Atego
- Logo before being acquired by PTC
- Industry: Software
- Founded: 1996
- Founder: Jean Ichbiah
- Successor: PTC, Inc.
- Headquarters: San Diego, California, United States
- Website: atego.com

= Atego (company) =

Software company in United Kingdom

Atego was a software development corporation headquartered in the United States and the United Kingdom with subsidiaries in France, Germany, and Italy. Formed from Interactive Development Environments, Inc. and Thomson Software Products, it was called Aonix from 1996 until 2010. It was acquired by PTC in 2014.

==History==
The company might be considered an example of the "merger mania" of the 1990s and beyond. Aonix was formed in November 1996 by merging two software development tools companies: Interactive Development Environments, a modelling, analysis and design tools developer, and Thomson Software Products (TSP). TSP was based in Norwalk, Connecticut with engineering and support facilities in Norwalk and San Diego, California.

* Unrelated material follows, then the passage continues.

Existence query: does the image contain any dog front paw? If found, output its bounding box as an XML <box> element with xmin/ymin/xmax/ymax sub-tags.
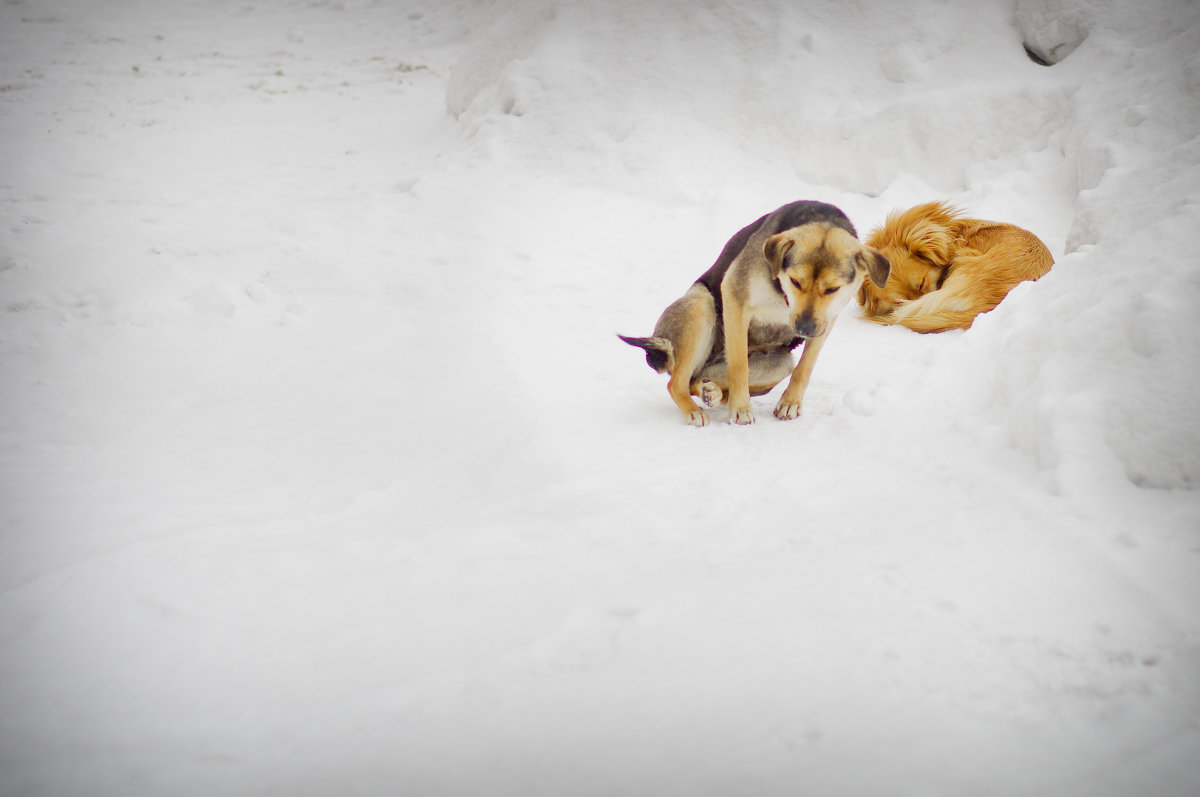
<box><xmin>730</xmin><ymin>407</ymin><xmax>754</xmax><ymax>426</ymax></box>
<box><xmin>700</xmin><ymin>379</ymin><xmax>725</xmax><ymax>407</ymax></box>
<box><xmin>775</xmin><ymin>399</ymin><xmax>800</xmax><ymax>420</ymax></box>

TSP was established in July 1995, as a United States subsidiary of the French firm Thomson-CSF, formed by merging the Thomson subsidiary Alsys of San Diego with Must Software International of Norwalk. The staff in Norwalk continued to provide client/server fourth-generation language (4GL) and middleware products, while the ex-Alsys worked on high-performance Ada programming language development environments and the TeleUSE family of graphical user interface development tools.

==Acquisition==
In December, 1998, Aonix was acquired by private equity firm The Gores Group (then known as Gores Technology Group). Aonix owned the product lines Nomad software, Ultraquest and Select Solution Factory until two groups split in January 2003 in a management buy-out. The new company, based in Boulder, Colorado and still owned by Gores, was named Select Business Solutions. Aonix merged with real-time and embedded Java tools vendor NewMonics, of Tucson, Arizona in 2003, acquiring the PERC product line.

In January 2010, Aonix and Artisan Software Tools (based in Cheltenham, UK) agreed to merge, forming a new company called Atego. The combined company was headquartered in San Diego. In March 2010 Atego acquired BlueRiver Software, the Germany-based maker of the X32 C/C++ interactive development environment. In 2011 it acquired the ApexAda family of Ada compilers from the Rational Software division of IBM.

PTC, Inc. announced on July 1, 2014, it acquired Atego, for approximately $50 million in cash.

==Products==
Product lines included AdaWorld, Ameos, Architecture Component Development, ObjectAda (now PTC ObjectAda), PERC (now PTC Perc), RAVEN, SmartKernel, Software Through Pictures, and TeleUSE (now PTC TeleUSE).